[ietf78-tech] Admission Control: Just to be completely clear
Jim Martin
jim at daedelus.com
Sun Jun 27 20:43:16 PDT 2010
On Jun 27, 2010, at 8:27 PM, Randy Bush wrote:
>> At this point, the requested authentication tokens are a simple shared
>> username/password that are distributed to the attendees as they
>> arrive
>
> i am not hearing that shared is acceptable. i sent a re-check some
> hours ago. but you stateside folk are having sunday for some weird
> reason.
>
>> however we'd like to ensure that per-user authentication is possible
>> should the requirements become more strict.
>
> indeed.
I'm just repeating what Professor Lee told us in our meeting in Anaheim. The fact that shared credentials are unacceptable are exactly what we were expecting though.
>
>> To this end, we'd like to prototype this admission control system for
>> Maastricht, both to validate the system under load and to provide a
>> "heads up" to the attendees that this will be the way things are in
>> Beijing. This also allows us to disable the admission control if
>> there's a problem, an option not available in Beijing.
>
> that last is a failure i think we would wish to avoid.

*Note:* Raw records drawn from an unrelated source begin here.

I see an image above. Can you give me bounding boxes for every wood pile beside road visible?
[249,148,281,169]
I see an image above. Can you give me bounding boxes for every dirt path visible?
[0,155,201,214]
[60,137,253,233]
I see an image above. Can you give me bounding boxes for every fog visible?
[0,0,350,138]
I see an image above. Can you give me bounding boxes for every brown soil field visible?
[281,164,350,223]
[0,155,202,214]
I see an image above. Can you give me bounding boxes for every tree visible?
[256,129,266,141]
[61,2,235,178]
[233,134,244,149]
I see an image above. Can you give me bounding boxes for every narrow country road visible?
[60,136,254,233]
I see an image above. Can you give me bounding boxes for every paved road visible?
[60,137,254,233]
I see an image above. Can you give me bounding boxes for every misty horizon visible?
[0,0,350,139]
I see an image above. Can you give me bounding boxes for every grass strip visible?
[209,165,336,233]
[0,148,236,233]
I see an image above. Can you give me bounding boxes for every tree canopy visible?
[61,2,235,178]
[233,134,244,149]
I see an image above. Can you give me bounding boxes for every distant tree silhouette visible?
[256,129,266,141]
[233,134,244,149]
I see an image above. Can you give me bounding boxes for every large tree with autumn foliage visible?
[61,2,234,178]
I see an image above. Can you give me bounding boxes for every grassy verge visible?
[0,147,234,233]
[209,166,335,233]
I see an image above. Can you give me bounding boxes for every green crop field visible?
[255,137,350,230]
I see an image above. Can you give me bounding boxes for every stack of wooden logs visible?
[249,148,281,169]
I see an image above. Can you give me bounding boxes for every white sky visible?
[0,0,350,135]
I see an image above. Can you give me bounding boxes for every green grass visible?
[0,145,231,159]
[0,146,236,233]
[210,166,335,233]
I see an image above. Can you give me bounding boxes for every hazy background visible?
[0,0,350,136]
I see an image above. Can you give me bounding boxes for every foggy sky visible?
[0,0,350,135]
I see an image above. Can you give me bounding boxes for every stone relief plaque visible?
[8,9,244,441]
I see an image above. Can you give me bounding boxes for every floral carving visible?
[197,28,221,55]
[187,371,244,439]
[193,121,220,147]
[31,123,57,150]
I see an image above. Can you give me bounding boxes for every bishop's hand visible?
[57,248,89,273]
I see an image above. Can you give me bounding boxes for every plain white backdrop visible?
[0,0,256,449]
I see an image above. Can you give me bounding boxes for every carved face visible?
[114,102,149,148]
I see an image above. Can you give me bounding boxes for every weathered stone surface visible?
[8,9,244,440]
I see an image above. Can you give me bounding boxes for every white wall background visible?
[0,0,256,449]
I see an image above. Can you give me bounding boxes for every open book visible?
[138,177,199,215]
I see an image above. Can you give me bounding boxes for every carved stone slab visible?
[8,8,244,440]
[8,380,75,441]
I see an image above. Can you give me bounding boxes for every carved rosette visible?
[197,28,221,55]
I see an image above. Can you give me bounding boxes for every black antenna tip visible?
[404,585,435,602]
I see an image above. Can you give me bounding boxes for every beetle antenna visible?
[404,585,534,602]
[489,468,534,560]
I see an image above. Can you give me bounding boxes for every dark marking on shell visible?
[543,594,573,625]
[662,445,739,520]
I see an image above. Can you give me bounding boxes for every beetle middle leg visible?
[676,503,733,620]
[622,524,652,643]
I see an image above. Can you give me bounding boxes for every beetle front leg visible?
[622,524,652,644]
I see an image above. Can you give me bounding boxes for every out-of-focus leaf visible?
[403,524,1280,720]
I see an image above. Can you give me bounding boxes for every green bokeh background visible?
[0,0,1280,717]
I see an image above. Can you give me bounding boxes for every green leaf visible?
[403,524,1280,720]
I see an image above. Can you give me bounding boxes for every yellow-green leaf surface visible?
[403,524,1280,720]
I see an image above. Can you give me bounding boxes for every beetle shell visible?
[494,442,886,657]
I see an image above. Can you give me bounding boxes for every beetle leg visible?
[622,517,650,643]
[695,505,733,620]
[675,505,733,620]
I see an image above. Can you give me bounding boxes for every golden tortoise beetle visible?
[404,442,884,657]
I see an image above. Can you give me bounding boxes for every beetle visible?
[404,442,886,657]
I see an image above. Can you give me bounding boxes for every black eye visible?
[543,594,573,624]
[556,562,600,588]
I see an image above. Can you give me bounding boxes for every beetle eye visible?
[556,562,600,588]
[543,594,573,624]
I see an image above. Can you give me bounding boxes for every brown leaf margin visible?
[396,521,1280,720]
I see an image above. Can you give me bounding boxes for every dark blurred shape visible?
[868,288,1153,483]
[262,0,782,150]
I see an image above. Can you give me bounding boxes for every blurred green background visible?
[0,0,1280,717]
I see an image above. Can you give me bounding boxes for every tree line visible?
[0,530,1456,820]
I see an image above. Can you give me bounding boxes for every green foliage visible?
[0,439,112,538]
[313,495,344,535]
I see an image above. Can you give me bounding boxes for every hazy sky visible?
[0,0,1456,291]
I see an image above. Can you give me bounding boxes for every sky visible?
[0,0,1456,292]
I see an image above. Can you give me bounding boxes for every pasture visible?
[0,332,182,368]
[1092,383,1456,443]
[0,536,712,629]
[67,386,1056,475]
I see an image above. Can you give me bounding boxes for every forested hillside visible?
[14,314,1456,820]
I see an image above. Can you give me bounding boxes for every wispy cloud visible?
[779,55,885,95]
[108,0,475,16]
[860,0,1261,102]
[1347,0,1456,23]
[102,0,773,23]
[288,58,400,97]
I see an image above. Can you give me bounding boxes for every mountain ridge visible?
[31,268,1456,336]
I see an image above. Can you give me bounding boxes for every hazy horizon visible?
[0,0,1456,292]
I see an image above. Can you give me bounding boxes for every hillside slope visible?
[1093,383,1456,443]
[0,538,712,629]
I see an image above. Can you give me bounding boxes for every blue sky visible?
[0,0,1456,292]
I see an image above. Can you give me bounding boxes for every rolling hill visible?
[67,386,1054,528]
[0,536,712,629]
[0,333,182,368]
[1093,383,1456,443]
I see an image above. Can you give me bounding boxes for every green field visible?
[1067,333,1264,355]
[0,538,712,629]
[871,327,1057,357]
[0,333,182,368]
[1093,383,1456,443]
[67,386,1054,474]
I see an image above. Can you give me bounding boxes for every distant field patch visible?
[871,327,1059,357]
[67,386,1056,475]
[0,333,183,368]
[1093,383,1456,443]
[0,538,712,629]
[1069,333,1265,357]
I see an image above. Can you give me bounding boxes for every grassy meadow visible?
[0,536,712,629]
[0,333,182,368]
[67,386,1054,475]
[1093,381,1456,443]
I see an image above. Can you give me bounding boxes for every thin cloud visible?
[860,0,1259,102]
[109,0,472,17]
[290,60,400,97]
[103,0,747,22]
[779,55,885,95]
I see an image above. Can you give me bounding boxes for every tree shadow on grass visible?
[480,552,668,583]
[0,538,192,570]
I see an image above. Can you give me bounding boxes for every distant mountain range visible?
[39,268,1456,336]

Oh, agreed. This was more about the emphasis that in Beijing failure is not an option.
>
>> - We're late. We need to socialize what we'll be doing to the IETF
>> community via Ray (IETF Administrative Director) and Russ (IETF
>> Chair), so we need to get them information soon.
>
> russ is not that un-synched
Thanks for making that happen.
>
>> - We have people with very limited laptops/devices, so we cannot
>> assume they can to 802.1x
>
> From: Russ Housley <housley at vigilsec.com>
>> I have a personal preference for WPA2 over WPA. WPA has reached
>> the end of its useful security lifetime. We designed it for 5
>> years, and that has passed. It was only supposed to be used as a
>> stop-gap whil new hardware was fielded that could do WPA2. We're
>> there.
>
>> - We have some very privacy focused individuals which will undoubtedly
>> be concerned with anything we do. We simply need to avoid stirring
>> up the hornets more than we need to.
>
> awww. spoilsport. :)
:-) I'm here to ruin your fun ....
>
> this is why the idea of a paper bag of anonymous tokens at the reg desk.
I admit, I'm liking that idea more and more...
Upon looking at my Anaheim badge, on the back it has my name "Martin, Jim" and a number under the barcode "770459". If we could get a dump of these we could simply say "Use the details on the back of your badge, or if you're concerned about that, come grab a paper slip from the reg desk/help desk"
>
>> - Failure /IS/ an option in Maastricht, but would be very bad in
>> Beijing
>
> it would not be good in maastricht.
See above.
>
>> We really need a fleshed out plan ASAP. There an administrative call
>> for the Maastricht IETF early (US) Tuesday morning where we should be
>> able to put details forward.
>
> yep. we're all politely waiting.
For whom? The decision last monday was the John, Joel, and Rob would work this out and get back to the group with a fleshed out proposal.
>
> this is not a mountain. we have lots of alternatives. what is missing
> is consensus on the goals, e.g. individual tokens or shared. my guess
> on that one is that the threat model is that a shared token can be
> splattered around beijing hackerdom in milliseconds.
I think I've stated the goals. Do you disagree with them? Have additions/modifications?
We'll bring this to a close (hopefully) on the call tomorrow.